Photographs from the scene showed a large column of black smoke hanging over the area as elderly residents wearing face masks pulled out.
Yonhap reported that 85 fire trucks were dispatched to put out the fire, and firefighting helicopters were prevented from participating due to poor visibility.
“I was sleeping until a neighbor called that there was a fire. I ran outside and saw the flames already spreading,” Kim Ok-im, 69, who said she had lived in the area for nearly 30 years, told Reuters news agency.

Guryeong Village is located on the border of the upmarket Gangnam district, known as the wealthiest area of Seoul and commanding some of the highest prices paid for real estate in South Korea.

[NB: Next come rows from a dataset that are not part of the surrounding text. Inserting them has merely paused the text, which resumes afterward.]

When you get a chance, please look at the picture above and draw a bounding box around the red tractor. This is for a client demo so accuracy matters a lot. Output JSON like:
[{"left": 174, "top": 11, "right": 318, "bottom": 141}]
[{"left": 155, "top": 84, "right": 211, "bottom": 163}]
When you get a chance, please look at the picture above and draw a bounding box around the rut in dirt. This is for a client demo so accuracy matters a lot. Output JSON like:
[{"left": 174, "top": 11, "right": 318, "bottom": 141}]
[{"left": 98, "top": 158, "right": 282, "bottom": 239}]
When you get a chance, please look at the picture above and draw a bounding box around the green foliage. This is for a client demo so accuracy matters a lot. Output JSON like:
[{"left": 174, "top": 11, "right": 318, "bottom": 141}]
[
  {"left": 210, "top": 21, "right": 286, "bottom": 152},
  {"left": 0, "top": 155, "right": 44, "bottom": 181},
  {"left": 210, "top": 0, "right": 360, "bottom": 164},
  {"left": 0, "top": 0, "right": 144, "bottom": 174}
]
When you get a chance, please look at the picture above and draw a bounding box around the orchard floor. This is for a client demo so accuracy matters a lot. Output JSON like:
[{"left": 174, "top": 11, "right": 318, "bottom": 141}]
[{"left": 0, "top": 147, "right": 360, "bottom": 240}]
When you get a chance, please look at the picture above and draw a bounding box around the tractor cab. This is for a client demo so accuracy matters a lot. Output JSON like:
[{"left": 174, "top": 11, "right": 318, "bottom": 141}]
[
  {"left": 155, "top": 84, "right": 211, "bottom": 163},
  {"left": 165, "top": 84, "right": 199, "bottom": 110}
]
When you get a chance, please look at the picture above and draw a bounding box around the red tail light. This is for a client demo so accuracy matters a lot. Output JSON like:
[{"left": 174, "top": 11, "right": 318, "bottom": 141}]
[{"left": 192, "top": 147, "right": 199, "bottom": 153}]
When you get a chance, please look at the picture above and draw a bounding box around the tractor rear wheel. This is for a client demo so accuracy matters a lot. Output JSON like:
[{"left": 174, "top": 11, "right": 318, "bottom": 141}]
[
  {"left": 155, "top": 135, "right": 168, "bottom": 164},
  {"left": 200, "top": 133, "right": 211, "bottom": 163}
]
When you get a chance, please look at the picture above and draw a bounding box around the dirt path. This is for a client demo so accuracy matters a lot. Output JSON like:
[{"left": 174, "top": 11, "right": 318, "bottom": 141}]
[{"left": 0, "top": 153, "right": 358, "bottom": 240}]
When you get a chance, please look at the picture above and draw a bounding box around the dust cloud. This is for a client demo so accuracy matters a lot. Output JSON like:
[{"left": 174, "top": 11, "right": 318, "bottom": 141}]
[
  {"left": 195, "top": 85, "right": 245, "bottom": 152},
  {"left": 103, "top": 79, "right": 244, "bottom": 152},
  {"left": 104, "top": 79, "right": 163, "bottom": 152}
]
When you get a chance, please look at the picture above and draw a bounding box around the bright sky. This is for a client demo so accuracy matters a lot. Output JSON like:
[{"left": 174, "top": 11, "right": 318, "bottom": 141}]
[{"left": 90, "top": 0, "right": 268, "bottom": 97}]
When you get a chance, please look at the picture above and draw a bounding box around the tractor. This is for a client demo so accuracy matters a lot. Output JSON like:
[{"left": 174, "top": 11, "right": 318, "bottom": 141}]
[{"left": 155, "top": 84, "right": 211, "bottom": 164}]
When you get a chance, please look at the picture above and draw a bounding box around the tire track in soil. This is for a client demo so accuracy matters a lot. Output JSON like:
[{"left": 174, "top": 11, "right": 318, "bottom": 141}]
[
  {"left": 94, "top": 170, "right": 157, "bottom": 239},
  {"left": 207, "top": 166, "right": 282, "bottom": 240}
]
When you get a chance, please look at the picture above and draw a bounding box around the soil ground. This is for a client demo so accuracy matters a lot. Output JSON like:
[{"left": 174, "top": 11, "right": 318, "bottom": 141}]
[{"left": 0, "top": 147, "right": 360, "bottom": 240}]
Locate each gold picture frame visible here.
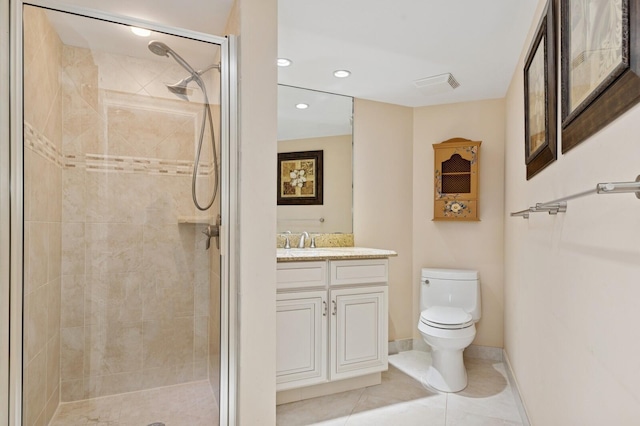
[278,150,323,206]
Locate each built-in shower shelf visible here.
[178,216,213,225]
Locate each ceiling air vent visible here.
[413,73,460,95]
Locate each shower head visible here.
[148,40,171,56]
[165,76,193,101]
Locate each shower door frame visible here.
[0,0,238,426]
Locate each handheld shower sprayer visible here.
[147,40,220,211]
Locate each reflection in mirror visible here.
[277,85,353,233]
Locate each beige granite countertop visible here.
[277,247,398,262]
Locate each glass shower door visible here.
[22,5,221,425]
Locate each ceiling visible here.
[46,0,538,107]
[278,0,538,107]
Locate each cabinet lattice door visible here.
[433,138,482,221]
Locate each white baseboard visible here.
[502,349,531,426]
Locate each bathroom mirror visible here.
[277,85,353,233]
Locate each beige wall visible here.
[228,0,278,426]
[411,100,504,347]
[23,6,62,425]
[278,135,353,233]
[354,99,504,347]
[353,99,416,340]
[505,1,640,426]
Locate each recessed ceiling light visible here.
[131,27,151,37]
[333,70,351,78]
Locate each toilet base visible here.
[426,349,467,392]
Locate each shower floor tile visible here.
[49,381,218,426]
[276,350,523,426]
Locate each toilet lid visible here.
[420,306,473,325]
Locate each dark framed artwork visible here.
[561,0,640,153]
[278,151,323,205]
[524,0,557,180]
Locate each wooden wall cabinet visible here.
[433,138,482,221]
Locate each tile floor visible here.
[49,381,218,426]
[277,350,523,426]
[49,351,523,426]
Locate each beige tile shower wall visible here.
[23,6,62,426]
[61,46,217,401]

The village’s ramshackle housing was created in the 1970s and 1980s, when the capital’s major redevelopment took place during the Asian Games and the Seoul Olympics, forcing the area’s low-income residents to move.
At that time, according to a Seoul city planning report, local people settled on the banks of the Gangnam without permission.
According to a fire department assessment after the 2023 fire, the makeshift homes found in the village are often tightly packed together and constructed of highly flammable materials such as vinyl sheets, plywood and Styrofoam, making the area particularly fire prone.
Most residents have moved out of Guryeong, but about 336 families remain, according to the Gangnam District City Planning Department.